Há filmes que valem pela
revelação de diferentes pontos de vista de uma realidade, enriquecendo-a e ajudando-nos
a perceber a diversidade das motivações humanas. Assim é, em versão maior --- «A
CONDESSA DESCALÇA» (1954) ou, nos nossos dias e em versão mais modesta --- «PHILOMENA»(1).
Que pode um jornalista
britânico – Martin Sixsmith – licenciado por Oxford, com uma carreira
fulgurante nos meandros do jet set dos poderosos do Ocidente, achar de uma
enfermeira reformada, irlandesa, de um basismo intelectual confrangedor, imagem
acabada da pacóvia?
Como pode sintonizar com uma
pessoa tão desprotegida e inapta, tentando incutir-lhe um mínimo de
discernimento a ver se a pacóvia aprende,
finalmente, a lidar com a complexidade da vida?
Mais: teria alguma coisa
a aprender com ela, para além de uma eventual receita de bolo gaélico? O quê, lições de vida, das que nos obrigam a
rever as nossas posições mais convictas? Com ela? A saloia que se enfrasca em
concursos de televisão acéfalos?
Naturalmente, o filme
segue o curso da realidade, como é
comum ela apresentar-se-nos, a corresponder na perfeição à óptica do craque do
jornalismo… Aliás, é dito que se baseia em factos verídicos, ocorridos em 1952.
São eles, na perspectiva realista (e
mercantil) da imprensa: uma história dilacerante, com os ingredientes vendáveis
em revistas cor-de-rosa: a vítima inocente, os maus cruéis e sem remissão, um
volte-face imprevisto, muito suspense pelo caminho e um clímax comovente. Era o
script oferecido ao recém-despedido
do nobre jornalismo político, depois
de ter sido apanhado numa armadilha de Downing Street. Claro que não podia dar-se
ao luxo de desperdiçar tal filão, forçado a enveredar pela edição mais popular
de notícias de sociedade. Curiosamente, a frieza calculista e implacável que
conhecera no jornalismo do poder, mantinha-se inalterado na imprensa
cor-de-rosa. Só que as vítimas não tinham guarda-costas nem assessores de
imprensa… Eram cidadãos comuns, indefesos face à pressão comercial dos media.
Estaria a pobre irlandesa reformada – a vítima, no script -- preparada para o exercício triturante de revisitar um
passado de dor e humilhação ao lado de uma teleobjectiva sedenta de vender
notícias? Isto é: o desgosto dela?
A história tinha sido dada
de bandeja pela própria filha, desejosa de fazer justiça e denunciar os abusos
de que a mãe fora vítima, na adolescência.
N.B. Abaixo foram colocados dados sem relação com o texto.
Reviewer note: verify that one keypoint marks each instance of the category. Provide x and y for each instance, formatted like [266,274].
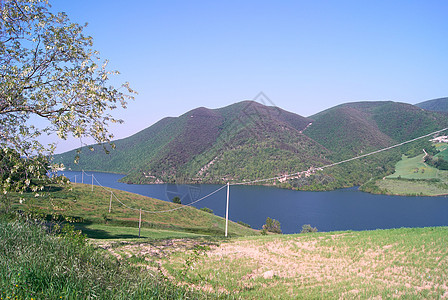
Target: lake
[345,209]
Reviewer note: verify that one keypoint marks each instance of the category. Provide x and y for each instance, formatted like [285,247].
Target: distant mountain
[245,140]
[248,141]
[440,104]
[353,128]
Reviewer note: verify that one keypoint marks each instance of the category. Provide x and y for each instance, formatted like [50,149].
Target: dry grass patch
[382,263]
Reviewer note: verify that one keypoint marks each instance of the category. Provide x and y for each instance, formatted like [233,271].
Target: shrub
[244,224]
[272,225]
[39,265]
[206,209]
[307,228]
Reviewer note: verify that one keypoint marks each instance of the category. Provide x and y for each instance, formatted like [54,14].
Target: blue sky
[306,56]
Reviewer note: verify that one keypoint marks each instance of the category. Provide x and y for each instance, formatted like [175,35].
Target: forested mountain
[247,141]
[440,104]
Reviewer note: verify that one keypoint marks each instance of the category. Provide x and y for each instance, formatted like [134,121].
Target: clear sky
[306,56]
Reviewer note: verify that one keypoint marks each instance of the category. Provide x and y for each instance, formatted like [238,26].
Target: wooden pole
[227,208]
[110,203]
[140,222]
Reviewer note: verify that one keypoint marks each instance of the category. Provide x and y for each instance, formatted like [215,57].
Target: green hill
[248,141]
[243,141]
[440,104]
[92,207]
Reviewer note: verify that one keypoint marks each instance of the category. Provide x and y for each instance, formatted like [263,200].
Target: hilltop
[248,140]
[440,104]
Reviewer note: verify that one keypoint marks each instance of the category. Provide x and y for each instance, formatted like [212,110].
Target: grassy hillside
[412,176]
[35,264]
[93,209]
[398,263]
[440,104]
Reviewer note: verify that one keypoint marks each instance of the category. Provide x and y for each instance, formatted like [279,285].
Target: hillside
[79,202]
[406,263]
[440,104]
[242,141]
[248,141]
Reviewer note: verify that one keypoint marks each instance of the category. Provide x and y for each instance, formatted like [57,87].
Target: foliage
[207,210]
[50,75]
[38,265]
[244,224]
[272,225]
[306,228]
[176,200]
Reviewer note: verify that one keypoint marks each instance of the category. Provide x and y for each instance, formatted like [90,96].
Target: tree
[48,71]
[272,225]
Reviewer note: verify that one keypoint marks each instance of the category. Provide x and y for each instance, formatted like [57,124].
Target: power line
[265,179]
[341,162]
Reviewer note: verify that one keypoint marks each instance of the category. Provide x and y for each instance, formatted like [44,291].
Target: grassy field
[93,208]
[400,263]
[414,177]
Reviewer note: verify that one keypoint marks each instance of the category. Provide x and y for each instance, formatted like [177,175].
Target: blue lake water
[345,209]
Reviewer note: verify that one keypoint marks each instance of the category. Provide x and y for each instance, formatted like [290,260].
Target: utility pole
[140,222]
[227,209]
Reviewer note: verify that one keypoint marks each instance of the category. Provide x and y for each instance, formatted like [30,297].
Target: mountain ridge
[248,140]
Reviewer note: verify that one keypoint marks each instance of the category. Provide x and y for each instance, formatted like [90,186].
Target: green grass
[93,207]
[416,168]
[398,263]
[103,231]
[414,177]
[38,265]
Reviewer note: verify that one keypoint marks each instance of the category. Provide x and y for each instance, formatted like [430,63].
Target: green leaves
[49,72]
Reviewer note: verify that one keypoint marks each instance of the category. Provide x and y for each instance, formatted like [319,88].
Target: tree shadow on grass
[102,234]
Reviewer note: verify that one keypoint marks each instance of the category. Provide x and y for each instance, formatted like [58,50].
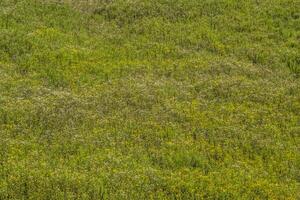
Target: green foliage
[144,99]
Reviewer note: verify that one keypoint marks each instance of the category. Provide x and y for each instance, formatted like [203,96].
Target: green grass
[144,99]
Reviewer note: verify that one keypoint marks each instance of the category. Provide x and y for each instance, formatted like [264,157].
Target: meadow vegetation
[149,99]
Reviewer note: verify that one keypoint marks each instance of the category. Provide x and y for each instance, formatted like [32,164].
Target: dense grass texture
[149,99]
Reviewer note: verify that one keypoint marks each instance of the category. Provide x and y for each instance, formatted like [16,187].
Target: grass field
[145,99]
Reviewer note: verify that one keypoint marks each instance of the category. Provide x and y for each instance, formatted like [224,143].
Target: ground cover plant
[144,99]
Recuamos aos anos 50, quando uma
colegial de um internato de freiras da Irlanda do Norte se deixa encantar com
os piropos simpáticos de um rapaz, numa noite de feira e brincadeira… acabando grávida.
Aos 13 anos, vemo-la depois no gabinete da madre prioresa, lavada em lágrimas,
a assumir que alinhara. Sóbria, aflita, mas muito franca. Imediatamente abandonada
pela família, que a declara morta, fica à mercê do parco apoio do convento,
onde lhe oferecem guarida ao preço de trabalho como serviçal, 7 dias por
semana, com folgas diárias, de apenas 1 hora, para ver o filho. Outras
adolescentes estão nas mesmas circunstâncias, vivendo sofregamente aqueles 60
minutos com os seus bebés. E isto é só o
fim do princípio, pois as Irmãs dão as crianças para adopção, a troco de
boas maquias de famílias abastadas norte-americanas, provavelmente
considerando-as mais capazes de educar aqueles pequeninos do que as jovens mães,
párias da sociedade.
Não há palavras para a
dor lancinante que Philomena sente ao descobrir que o seu pequenino também parte
no calhambeque luzidio de um casal rico dos EUA. Sobre ela desce-se, então, uma
cortina de silêncio impiedoso. Nunca mais o convento lhe dá a menor pista sobre
o paradeiro da criança, nas insistentes visitas, ao longo dos anos. Onde
estaria? Quem seria, 40 anos depois? Um enigma que o ex-jornalista da BBC se
propõe ajudá-la a desvendar, ao preço de ver o seu drama exposto ao milímetro,
nas revistas.
Do Reino Unido, para onde
se tinha mudado na adolescência, Philomena (já com uns 70) embarca para os EUA,
pátria de adopção do filho perdido. Uma viagem de redescobertas duras, a tentar
chegar ao bebé que lhe fora tirado, e perceber o que teria ele preservado das
raízes irlandesas.
O itinerário emocional
dos dois – jornalista e mãe sem filho – é empolgante e pejado de imprevistos.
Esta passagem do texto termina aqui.